E così io non posso amare che il paese dei miei figli, il paese inesplorato, laggiù nel più lontano de’ mari; verso di esso drizzo le mie vele ansiosamente cercando. Nei miei figli voglio redimere la mia colpa d’esser stato figlio de’ miei padri: e con l’avvenire voglio riscattar questo presente!».
Così parlò Zarathustra.
Della percezione immacolata.
«Ieri quando la luna si levò, imaginai ch’essa volesse partorire un sole; tanto appariva ampia e gravida sull’orizzonte.
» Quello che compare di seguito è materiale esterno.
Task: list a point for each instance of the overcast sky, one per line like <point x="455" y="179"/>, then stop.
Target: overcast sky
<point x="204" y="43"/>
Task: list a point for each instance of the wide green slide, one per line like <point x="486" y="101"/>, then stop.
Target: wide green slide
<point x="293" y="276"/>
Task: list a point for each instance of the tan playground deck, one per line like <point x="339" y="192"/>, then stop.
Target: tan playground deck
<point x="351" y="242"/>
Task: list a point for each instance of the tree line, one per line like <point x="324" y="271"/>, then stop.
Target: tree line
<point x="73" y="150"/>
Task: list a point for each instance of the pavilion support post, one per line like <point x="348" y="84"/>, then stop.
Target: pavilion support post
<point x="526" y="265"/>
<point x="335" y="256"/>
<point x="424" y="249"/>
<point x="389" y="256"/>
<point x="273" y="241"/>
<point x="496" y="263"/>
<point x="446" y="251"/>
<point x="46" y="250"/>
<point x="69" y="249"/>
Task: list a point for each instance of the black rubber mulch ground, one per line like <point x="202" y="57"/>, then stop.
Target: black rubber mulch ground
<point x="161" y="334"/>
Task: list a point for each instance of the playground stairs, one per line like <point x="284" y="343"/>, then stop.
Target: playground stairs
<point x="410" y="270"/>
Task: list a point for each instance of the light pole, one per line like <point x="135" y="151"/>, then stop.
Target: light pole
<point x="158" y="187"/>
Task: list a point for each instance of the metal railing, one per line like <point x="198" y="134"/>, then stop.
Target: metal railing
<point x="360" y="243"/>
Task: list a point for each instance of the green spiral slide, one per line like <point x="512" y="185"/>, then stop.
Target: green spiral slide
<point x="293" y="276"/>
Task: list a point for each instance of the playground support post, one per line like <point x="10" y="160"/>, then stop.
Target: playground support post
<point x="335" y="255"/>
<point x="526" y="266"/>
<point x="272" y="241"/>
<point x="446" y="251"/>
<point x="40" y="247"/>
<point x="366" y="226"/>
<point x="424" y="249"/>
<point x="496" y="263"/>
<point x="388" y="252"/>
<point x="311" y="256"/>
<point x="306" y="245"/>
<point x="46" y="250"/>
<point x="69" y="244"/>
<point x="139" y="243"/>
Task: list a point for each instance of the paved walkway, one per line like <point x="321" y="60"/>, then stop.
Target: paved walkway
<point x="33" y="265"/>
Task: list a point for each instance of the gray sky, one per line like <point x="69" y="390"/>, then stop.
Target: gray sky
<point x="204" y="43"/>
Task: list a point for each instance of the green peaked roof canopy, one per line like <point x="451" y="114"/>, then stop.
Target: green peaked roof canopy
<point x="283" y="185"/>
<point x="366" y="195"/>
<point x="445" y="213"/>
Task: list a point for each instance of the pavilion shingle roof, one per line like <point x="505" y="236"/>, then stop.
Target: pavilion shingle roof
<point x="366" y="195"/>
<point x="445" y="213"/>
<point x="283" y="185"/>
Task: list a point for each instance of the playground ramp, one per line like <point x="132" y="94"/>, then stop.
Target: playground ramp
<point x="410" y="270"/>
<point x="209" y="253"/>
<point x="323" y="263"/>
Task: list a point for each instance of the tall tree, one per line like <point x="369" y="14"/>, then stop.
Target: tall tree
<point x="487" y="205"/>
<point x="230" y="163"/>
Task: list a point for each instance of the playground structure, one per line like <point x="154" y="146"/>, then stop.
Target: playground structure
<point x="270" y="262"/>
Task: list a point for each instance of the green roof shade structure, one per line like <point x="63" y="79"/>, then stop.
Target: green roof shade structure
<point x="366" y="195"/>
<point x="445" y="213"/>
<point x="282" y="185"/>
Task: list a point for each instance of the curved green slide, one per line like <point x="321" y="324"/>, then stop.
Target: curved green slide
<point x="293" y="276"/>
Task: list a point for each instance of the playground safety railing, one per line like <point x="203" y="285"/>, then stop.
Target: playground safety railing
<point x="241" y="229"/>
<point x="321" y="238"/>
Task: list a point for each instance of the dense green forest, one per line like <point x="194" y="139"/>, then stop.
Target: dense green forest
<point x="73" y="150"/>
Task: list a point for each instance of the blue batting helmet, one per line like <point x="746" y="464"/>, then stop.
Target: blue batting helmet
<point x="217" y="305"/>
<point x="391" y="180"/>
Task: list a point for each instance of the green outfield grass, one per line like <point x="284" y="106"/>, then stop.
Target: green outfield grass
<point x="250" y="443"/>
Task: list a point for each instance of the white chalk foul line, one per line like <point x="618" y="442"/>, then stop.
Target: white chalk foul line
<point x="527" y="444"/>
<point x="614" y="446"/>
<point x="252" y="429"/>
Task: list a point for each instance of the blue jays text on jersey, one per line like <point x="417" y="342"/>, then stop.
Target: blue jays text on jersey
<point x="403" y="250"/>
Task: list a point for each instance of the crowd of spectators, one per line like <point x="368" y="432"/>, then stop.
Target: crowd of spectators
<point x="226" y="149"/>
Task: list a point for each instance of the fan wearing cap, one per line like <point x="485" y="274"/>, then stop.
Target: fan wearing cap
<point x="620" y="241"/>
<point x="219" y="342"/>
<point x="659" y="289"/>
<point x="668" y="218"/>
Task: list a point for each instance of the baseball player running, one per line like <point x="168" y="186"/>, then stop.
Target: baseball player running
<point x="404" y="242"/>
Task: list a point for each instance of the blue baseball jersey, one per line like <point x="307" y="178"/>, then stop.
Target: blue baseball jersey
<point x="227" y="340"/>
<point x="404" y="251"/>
Ma la sua gravidanza era menzogna; e amai credere che nella luna fosse l’uomo anzi che la donna.
Certo nulla ha di maschio questo timido astro nottambulo. In verità, esso striscia sui tetti con la coscienza malsicura.
Giacchè l’anacoreta della luna è lascivo e geloso, avido delle voluttà della terra e dell’amore.
No, io non posso tollerarlo, questo gatto che ama i tetti! Ho in odio tutti coloro che ronzano intorno alle finestre semichiuse.
Più e taciturno egli cammina sui tappeti cosparsi di stelle: — ma io non amo nell’uomo il passo silenzioso; mi piace sentir risonare lo sperone.
Il passo dell’uomo sincero parla; ma il gatto striscia tacito sul suolo. Ed ecco, anche la luna segue l’uso dei gatti, falsa al par di loro.
Questa parabola è dedicata a voi, o sentimentali ipocriti, a voi che amate la percezione pura! Io vi chiamo lascivi!
Anche voi amate la terra e ciò ch’è terreno: ho saputo leggervi nell’anima, — ma nel vostro amore è la vergogna e la cattiva coscienza: voi rassomigliate alla luna!
Il disprezzo delle cose terrene fu persuaso al vostro spirito ma non già ai vostri visceri: questi sono la vostra parte più forte.